On the Sum of Element Orders in Finite Abelian Groups

TL;DR

This paper confirms a conjecture that two finite abelian groups are isomorphic if and only if they have the same sum of element orders, extending known results from p-groups to all finite abelian groups.

Contribution

It proves that for finite LCM-groups, equal sum of element orders implies the groups have the same order type, confirming a conjecture for all finite abelian groups.

Findings

Finite abelian groups with the same sum of element orders are isomorphic.

The result extends the known characterization from p-groups to all finite abelian groups.

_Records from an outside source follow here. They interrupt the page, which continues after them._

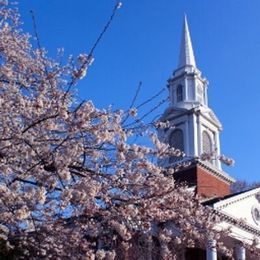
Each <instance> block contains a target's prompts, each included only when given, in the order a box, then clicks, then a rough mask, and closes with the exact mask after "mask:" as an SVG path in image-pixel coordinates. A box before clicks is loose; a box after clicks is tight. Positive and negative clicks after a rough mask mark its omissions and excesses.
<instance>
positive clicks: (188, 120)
mask: <svg viewBox="0 0 260 260" xmlns="http://www.w3.org/2000/svg"><path fill="white" fill-rule="evenodd" d="M180 47H181V50H180V59H179V65H178V67H177V69H176V70H175V71H174V72H173V75H172V77H171V78H170V79H169V80H168V89H169V95H170V104H169V108H168V109H166V111H165V113H164V115H163V117H162V120H163V121H164V120H165V121H169V122H170V124H172V125H173V126H174V127H175V128H174V130H172V129H169V130H167V131H165V132H164V133H161V138H162V140H163V141H164V142H166V143H169V144H170V146H172V147H175V148H178V149H180V150H182V151H184V152H185V154H186V156H187V158H199V157H200V156H202V155H203V154H204V153H206V154H214V156H215V157H214V158H213V159H212V160H210V162H209V163H210V164H211V165H212V167H216V168H217V169H219V170H221V165H220V162H219V160H217V157H218V156H219V155H220V141H219V133H220V131H221V130H222V125H221V123H220V121H219V120H218V118H217V117H216V115H215V114H214V112H213V111H212V110H211V109H210V108H209V106H208V95H207V90H208V81H207V79H206V78H204V77H202V75H201V72H200V70H199V69H198V68H197V67H196V62H195V58H194V53H193V48H192V43H191V37H190V33H189V28H188V22H187V17H186V16H185V17H184V23H183V34H182V41H181V46H180ZM173 160H175V158H169V163H171V162H173Z"/></svg>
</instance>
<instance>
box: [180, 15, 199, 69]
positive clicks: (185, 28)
mask: <svg viewBox="0 0 260 260" xmlns="http://www.w3.org/2000/svg"><path fill="white" fill-rule="evenodd" d="M186 65H192V66H194V67H196V62H195V57H194V53H193V48H192V43H191V38H190V32H189V26H188V22H187V16H186V14H185V16H184V21H183V32H182V41H181V51H180V57H179V68H181V67H184V66H186Z"/></svg>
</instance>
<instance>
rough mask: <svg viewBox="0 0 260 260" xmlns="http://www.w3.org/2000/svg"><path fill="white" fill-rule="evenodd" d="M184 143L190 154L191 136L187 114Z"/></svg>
mask: <svg viewBox="0 0 260 260" xmlns="http://www.w3.org/2000/svg"><path fill="white" fill-rule="evenodd" d="M184 144H185V150H184V152H185V154H186V155H190V136H189V117H188V116H186V119H185V139H184Z"/></svg>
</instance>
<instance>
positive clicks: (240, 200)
mask: <svg viewBox="0 0 260 260" xmlns="http://www.w3.org/2000/svg"><path fill="white" fill-rule="evenodd" d="M258 192H260V188H255V189H253V190H249V191H247V192H243V193H241V194H238V195H234V196H232V197H230V198H227V199H223V200H221V201H218V202H216V203H214V204H213V208H214V209H216V210H220V209H223V208H225V207H227V206H229V205H231V204H234V203H237V202H239V201H242V200H245V199H247V198H250V197H252V196H255V195H256V194H257V193H258Z"/></svg>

The paper establishes a stronger criterion based on the order type of the groups.

Abstract

Let $\psi(G) = \sum_{g \in G} o(g)$ denote the sum of element orders of a finite group $G$. It is known that among groups of order $n$, the cyclic group $C_n$ maximizes $\psi$. T\u{a}rn\u{a}uceanu proved that two finite abelian $p$-groups of the same order are isomorphic if and only if they have the same sum of element orders, and conjectured this for arbitrary finite abelian groups. In this paper, we confirm the conjecture by proving a stronger result: for finite $LCM$-groups $G$ and $H$ of the same order, $\psi(G) = \psi(H)$ if and only if $G$ and $H$ have the same order type.